Casamance: des populations marchent contre un projet d'extraction de zircon
Des populations de la Casamance ont marché ce dimanche matin, à travers les rues de Ziguinchor, pour s'opposer à un projet d'extraction de zircon, prévu dans la façade atlantique, située au nord-ouest de la région, par la société australienne Astron. Les marcheurs brandissant des banderoles où on pouvait lire, entre autres, ''La Casamance n'est pas à vendre, nous gardons nos rizières à tout prix, ne touchez pas à ma dune, Niafrang nous résisterons, sauvez la Casamance, non à Carnésie Astron nous résisterons,... '', les manifestants, ont marché sur une distance de deux kilomètres environ avant d'atterrir à la gouvernance de Ziguinchor pour remettre un mémorandum au gouverneur de la région.

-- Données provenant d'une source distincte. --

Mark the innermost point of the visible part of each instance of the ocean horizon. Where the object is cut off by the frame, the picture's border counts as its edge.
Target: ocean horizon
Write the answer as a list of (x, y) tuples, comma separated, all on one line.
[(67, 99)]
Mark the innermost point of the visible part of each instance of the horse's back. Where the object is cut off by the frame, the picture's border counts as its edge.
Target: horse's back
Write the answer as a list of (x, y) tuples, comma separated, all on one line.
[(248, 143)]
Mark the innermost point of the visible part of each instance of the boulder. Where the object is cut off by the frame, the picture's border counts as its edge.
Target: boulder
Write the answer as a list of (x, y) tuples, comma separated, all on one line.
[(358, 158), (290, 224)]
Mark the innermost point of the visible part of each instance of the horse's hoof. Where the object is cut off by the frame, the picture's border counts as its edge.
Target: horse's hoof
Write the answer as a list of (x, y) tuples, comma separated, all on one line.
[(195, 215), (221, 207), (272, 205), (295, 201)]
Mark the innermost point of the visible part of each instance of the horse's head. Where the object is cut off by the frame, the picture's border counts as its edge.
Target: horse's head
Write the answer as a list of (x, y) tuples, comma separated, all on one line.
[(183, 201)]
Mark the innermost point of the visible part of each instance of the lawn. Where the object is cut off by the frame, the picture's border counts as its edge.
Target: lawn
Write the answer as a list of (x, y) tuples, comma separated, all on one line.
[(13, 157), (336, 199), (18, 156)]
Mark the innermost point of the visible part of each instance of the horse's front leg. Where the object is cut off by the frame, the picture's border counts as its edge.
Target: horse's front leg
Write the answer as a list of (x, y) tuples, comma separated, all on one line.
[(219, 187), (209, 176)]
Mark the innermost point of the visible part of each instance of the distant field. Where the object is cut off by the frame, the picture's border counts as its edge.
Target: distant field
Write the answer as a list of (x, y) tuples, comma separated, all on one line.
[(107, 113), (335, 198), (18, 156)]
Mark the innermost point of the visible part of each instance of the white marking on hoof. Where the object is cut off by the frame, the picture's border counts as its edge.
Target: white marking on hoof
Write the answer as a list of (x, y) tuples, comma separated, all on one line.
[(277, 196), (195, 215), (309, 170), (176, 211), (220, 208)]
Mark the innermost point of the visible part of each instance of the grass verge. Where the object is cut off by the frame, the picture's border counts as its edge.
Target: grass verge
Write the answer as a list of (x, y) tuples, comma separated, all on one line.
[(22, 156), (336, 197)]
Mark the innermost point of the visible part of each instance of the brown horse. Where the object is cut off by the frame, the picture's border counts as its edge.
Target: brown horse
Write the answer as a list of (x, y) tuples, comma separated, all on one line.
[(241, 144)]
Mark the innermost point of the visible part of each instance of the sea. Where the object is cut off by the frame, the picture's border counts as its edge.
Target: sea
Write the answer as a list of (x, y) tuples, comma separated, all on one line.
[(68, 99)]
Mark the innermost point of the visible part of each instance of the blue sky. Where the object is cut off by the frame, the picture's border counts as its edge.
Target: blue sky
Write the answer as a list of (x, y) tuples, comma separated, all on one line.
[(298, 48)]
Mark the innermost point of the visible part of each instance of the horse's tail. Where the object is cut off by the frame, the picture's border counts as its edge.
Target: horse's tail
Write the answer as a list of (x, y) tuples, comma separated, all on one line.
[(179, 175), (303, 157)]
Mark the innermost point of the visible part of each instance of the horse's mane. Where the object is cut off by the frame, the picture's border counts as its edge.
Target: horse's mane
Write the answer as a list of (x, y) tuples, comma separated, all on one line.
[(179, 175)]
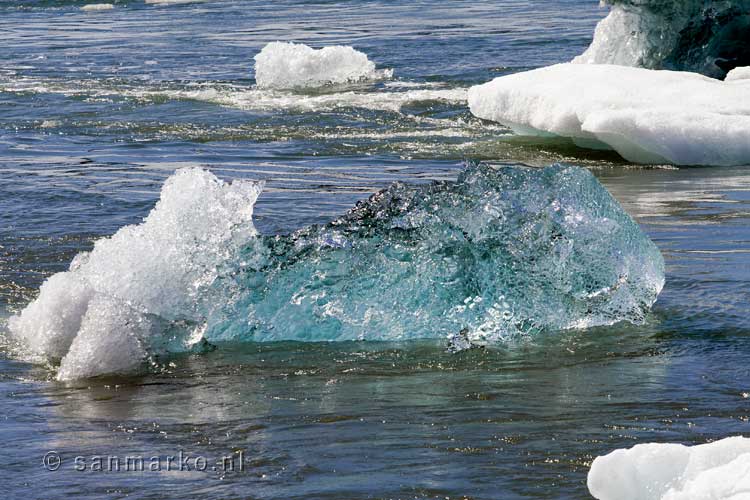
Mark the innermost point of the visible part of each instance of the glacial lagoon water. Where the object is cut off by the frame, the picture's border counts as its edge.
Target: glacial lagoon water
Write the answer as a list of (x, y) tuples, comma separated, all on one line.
[(98, 108)]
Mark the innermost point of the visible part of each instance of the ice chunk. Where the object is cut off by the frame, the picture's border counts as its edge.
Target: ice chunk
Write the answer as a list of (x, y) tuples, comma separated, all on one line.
[(715, 471), (94, 7), (501, 253), (647, 116), (99, 317), (702, 36), (282, 65)]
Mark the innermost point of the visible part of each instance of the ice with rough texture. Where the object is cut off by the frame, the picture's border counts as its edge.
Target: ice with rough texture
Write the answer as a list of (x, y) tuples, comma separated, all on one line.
[(704, 36), (715, 471), (283, 65), (647, 116), (501, 253), (96, 7)]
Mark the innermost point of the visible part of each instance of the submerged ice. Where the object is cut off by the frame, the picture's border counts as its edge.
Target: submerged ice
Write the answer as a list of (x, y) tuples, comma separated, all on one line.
[(702, 36), (501, 253), (716, 471), (647, 116), (283, 65)]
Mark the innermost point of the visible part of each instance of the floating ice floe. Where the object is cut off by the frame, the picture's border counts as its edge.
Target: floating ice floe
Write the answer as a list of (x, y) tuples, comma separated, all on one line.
[(95, 7), (647, 116), (501, 253), (703, 36), (282, 65), (715, 471), (738, 74)]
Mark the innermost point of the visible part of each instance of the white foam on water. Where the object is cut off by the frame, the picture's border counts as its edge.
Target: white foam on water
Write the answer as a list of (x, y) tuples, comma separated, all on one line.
[(273, 100), (715, 471), (283, 65), (97, 7), (98, 317), (645, 115)]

Ousmane Sané, le chargé de communication du Comité contre l'exploitation du zircon en Casamance et coordonnateur de la marche, indique que lui et ses amis s'opposent à ce projet parce qu'il est prévu dans une aire maritime, protégée, ce que les populations rejettent.

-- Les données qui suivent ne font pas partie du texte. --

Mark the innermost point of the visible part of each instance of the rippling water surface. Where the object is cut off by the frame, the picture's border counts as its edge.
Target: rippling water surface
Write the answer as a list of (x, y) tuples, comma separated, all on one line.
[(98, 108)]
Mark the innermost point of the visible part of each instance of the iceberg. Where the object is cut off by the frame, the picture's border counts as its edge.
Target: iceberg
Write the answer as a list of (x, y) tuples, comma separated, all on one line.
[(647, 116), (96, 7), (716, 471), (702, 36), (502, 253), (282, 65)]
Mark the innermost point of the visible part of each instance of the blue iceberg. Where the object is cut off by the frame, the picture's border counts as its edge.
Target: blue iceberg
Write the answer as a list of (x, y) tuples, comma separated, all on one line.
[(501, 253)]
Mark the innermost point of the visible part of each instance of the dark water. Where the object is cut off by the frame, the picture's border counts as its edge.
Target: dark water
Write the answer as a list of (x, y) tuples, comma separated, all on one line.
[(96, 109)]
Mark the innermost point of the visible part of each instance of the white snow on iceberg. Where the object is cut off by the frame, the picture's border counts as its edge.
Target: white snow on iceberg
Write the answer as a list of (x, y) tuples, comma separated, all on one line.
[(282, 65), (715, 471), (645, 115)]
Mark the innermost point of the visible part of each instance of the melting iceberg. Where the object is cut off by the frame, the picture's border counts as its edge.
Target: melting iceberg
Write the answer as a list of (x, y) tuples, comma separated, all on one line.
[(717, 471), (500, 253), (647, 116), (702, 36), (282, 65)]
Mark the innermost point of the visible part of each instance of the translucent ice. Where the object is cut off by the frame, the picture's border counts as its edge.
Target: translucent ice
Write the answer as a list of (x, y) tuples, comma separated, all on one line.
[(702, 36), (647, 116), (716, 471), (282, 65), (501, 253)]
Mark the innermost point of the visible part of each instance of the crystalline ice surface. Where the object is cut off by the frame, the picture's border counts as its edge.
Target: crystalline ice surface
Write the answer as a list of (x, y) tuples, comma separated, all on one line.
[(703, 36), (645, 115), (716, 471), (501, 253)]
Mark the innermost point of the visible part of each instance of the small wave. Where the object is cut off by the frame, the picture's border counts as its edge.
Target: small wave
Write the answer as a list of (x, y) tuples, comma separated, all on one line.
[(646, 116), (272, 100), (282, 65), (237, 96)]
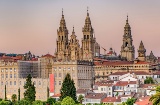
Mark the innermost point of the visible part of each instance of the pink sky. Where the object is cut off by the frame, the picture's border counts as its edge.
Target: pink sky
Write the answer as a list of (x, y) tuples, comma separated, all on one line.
[(32, 25)]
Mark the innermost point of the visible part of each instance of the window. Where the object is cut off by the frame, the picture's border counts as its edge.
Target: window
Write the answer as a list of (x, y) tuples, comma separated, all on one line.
[(59, 74), (14, 75), (59, 82), (6, 75), (39, 83), (55, 74), (2, 75), (10, 82), (10, 75), (34, 82), (14, 82)]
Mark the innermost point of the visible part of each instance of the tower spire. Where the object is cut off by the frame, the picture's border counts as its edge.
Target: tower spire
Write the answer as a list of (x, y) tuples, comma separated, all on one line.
[(62, 11), (127, 19), (87, 11)]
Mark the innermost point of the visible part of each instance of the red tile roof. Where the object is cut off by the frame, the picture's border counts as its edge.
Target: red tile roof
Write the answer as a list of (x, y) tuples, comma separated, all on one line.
[(143, 101), (125, 83), (146, 85), (82, 90), (135, 72), (111, 99), (157, 73), (56, 95), (95, 95), (104, 83), (113, 63), (48, 55)]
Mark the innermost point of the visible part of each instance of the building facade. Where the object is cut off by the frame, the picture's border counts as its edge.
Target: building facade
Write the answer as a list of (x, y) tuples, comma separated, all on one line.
[(81, 72), (69, 49)]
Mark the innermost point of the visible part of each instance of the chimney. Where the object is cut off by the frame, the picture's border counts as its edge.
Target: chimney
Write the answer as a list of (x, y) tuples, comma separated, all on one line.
[(128, 80), (116, 97)]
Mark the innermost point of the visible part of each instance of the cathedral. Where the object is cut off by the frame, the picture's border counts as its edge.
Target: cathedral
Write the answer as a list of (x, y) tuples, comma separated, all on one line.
[(70, 49)]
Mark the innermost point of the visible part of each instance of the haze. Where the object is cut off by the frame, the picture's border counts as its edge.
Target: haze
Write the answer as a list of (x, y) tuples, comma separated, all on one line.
[(31, 25)]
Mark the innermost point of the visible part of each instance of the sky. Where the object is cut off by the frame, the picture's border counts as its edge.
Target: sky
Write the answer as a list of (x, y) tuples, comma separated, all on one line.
[(31, 25)]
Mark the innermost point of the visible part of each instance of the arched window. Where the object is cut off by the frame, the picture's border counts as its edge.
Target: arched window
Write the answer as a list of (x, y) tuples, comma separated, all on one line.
[(126, 44), (87, 36), (84, 36)]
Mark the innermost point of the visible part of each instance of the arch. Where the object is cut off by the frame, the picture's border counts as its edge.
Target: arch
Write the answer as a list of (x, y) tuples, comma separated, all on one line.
[(87, 36), (84, 36), (62, 37), (126, 44)]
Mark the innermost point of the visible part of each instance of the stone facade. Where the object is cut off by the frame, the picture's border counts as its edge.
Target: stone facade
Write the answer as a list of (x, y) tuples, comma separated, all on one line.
[(70, 49), (127, 49), (81, 72)]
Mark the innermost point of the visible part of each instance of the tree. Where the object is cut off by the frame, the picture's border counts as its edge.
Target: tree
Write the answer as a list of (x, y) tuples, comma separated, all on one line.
[(5, 93), (19, 94), (30, 91), (24, 102), (14, 97), (149, 80), (156, 98), (50, 101), (3, 102), (68, 101), (80, 98), (68, 88), (130, 101), (37, 102)]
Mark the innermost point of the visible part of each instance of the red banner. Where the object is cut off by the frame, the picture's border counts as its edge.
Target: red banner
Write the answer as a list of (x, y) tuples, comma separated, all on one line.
[(51, 77)]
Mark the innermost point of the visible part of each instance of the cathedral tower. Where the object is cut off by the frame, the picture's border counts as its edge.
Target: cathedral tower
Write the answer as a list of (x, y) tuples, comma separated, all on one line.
[(74, 47), (62, 40), (141, 52), (127, 49), (88, 41)]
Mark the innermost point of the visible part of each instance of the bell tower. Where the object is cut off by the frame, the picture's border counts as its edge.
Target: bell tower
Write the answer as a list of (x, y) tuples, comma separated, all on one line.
[(127, 49), (74, 47), (141, 52), (88, 41), (62, 39)]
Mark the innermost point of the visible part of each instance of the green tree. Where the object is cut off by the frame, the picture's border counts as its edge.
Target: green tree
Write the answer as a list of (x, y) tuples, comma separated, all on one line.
[(5, 93), (3, 102), (130, 101), (24, 102), (19, 94), (14, 97), (80, 98), (30, 91), (156, 98), (50, 101), (68, 101), (37, 102), (149, 80), (68, 88)]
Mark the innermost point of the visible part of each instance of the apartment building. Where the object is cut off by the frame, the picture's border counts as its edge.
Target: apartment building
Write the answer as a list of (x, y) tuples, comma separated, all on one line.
[(82, 72)]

''L'Etat a donné l'autorisation pour l'exploitation du zircon dans une zone qui est une aire maritime protégée. Après deux audiences publiques pour demander son aval, la population a dit non pour ce projet. Mais malgré ce rejet et les pétions internationales lancées, l'Etat a octroyé une autorisation d'exploitation de ce zircon à l'entreprise australienne Carnésie Astron. C'est pourquoi, nous sommes marchons aujourd'hui à Ziguinchor pour demander à l'Etat d'annuler ce projet d'extraction'', a indiqué Ousmane Sané qui note que ce projet entraînerait de graves conséquences environnementales d'une part et pourrait réveiller le conflit casamançais d'autre part.
''À l'ouest, il y a une forêt de mangrove, des bolongs et l'océan Atlantique et à l'est des rizières, des habitations et des plantations. Certes, nous savons que la remontée des eaux est un phénomène mondial, mais cette digue est quand même naturelle et si jamais on exploitait cette digue naturelle à raison de 5 000 tonnes de zircon par an, cela va précipiter l'avancée de la mer, de l'eau l'eau salée dans les rizières, les plantations et les maisons. Nous avons dit que cet écosystème n'était pas adapté à ce genre de projet, c'est pourquoi nous ne le voulons pas. Il y a aussi un risque sécuritaire, le Mouvement des forces démocratiques de Casamance (Mfdc) a fait plusieurs déclarations pour dénoncer cette exploitation minière. Nous craignons une recrudescence de la violence, nous craignons de voir le conflit revenir en Casamance'', laisse t-il entendre.
À signaler que les responsables des marcheurs ont été reçus dans le bureau du gouverneur par ce dernier mais rien n'a filtré de leur entrevue.